By Matt Goldfarb, "48 Hours" Associate Producer
When can a person "stand their ground," using deadly force against an attacker when they feel their life could be in danger?
With 33 states that have some version of a "Stand your Ground" self-defense law on the books, that controversial question has come up in high-profile murder cases across the country. In South Carolina, it arose as police questioned Brett Parker in the shooting deaths of his wife Tammy and his business associate Bryan Capnerhurst.
Parker told police he shot Capnerhurst after the man snapped over a debt he was owed, demanding cash and fatally shooting Tammy during the botched robbery. Was Parker merely "standing his ground," or had he killed both Tammy and Capnerhurst, framing Capnerhurst as the assailant?
Parker and his wife lived a good life in Columbia, South Carolina. Both had good jobs, but they had a secret. Brett Parker had a second career - as a bookie. In fact, his father was a bookie as well.
Parker alleged Capnerhurst came to his home on the afternoon of April 13, 2012 to collect money that he was owed from Parker's gambling business. When Capnerhurst arrived, Parker claimed that he was finishing up in the bathroom and directed Capnerhurst to an upstairs office where Tammy was sitting.
Within moments, Parker claimed that he heard gunshots and raced up the stairs. Parker said he was met by an angry Bryan Capnerhurst, who was wielding a gun, and saw his wife collapsed.
Parker said Capnerhurst ordered him to open up his safe in an attic area. Once in the attic, Parker said that he was able to access another gun that was hidden in a blanket above the safe. Parker claims that he quickly pulled out the Taurus Judge revolver and unloaded several rounds, killing Capnerhurst in self-defense.
From the beginning, Brett Parker's attorneys alleged that it was a robbery gone badly and that Parker was simply standing his ground.

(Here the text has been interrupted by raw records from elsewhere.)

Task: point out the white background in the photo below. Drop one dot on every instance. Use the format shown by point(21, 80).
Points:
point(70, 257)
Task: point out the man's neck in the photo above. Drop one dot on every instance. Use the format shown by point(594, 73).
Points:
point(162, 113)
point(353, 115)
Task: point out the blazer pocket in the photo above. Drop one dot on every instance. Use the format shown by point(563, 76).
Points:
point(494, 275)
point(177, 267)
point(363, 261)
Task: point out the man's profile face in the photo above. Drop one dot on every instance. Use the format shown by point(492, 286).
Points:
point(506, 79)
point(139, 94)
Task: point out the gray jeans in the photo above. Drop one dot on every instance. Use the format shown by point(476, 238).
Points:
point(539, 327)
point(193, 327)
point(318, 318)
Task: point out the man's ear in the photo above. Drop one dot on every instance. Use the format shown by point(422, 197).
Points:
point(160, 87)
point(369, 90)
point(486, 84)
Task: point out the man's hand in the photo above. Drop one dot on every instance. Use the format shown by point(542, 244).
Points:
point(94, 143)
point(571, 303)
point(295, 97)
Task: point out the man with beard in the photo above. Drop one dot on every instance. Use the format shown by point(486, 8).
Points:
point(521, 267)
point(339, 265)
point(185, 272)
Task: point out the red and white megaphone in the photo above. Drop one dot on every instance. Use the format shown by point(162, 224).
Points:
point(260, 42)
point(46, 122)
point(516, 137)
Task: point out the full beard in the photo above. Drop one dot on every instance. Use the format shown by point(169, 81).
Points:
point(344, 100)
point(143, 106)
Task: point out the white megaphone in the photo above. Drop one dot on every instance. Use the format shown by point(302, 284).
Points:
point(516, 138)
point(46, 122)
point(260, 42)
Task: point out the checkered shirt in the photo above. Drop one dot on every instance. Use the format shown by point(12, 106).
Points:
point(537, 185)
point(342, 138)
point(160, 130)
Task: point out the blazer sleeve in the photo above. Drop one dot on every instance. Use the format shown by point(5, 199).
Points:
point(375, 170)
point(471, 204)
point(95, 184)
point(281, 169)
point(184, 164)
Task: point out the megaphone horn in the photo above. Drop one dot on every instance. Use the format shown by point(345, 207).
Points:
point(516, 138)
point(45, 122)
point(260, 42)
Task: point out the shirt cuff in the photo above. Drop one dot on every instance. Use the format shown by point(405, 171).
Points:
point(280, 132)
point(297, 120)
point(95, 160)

During pre-trial motions the heart of the defense's case relied on South Carolina's "Protection of Persons and Property Act," better known as the "Stand your Ground" law. In the Trayvon Martin case in Florida, jurors were instructed to weigh that state's "Stand your Ground" statue as they deliberated the fate of neighborhood watch volunteer George Zimmerman, who was acquitted last year in the shooting death of the unarmed teen.
South Carolina's "Stand your Ground" law states that deadly force can be employed if "the person is in a place where he has a right to be, including the person's place of business." The law recognizes that "a person's home is his castle," and also includes an occupied vehicle and a person's place of business.
For Parker's lawyers this part of the statute would apply to Brett Parker's defense because Parker alleged that the violent act or threat against him occurred in his home, in an area of business.
Another provision of the law requires that "the use of deadly force is necessary to prevent death, great bodily injury, or the commission of a violent crime." Under South Carolina law Brett Parker could be granted immunity for using deadly force against Bryan Capnerhurst so long as his lawyers could prove that Bryan Capnerhurst demanded money from him at gunpoint.
But it was another provision of this law that would ultimately deter Parker's attorneys from going forward with a "Stand your Ground" defense. It requires that the person "is not engaged in an unlawful activity." In the case of Brett Parker, he was running what authorities considered an illegal sports betting operation out of his home office.
Ultimately this third provision led Parker's attorneys to forego a "Stand your Ground" hearing and go to trial with the case, pegging business associate Bryan Capnerhurst as a man at the end of his rope who wanted upwards of $21,300 that was owed to him from Parker.
A jury didn't buy Parker's self-defense story, however - he was found guilty of murder in the deaths of Capnerhust and his wife Tammy, and sentenced to life in prison.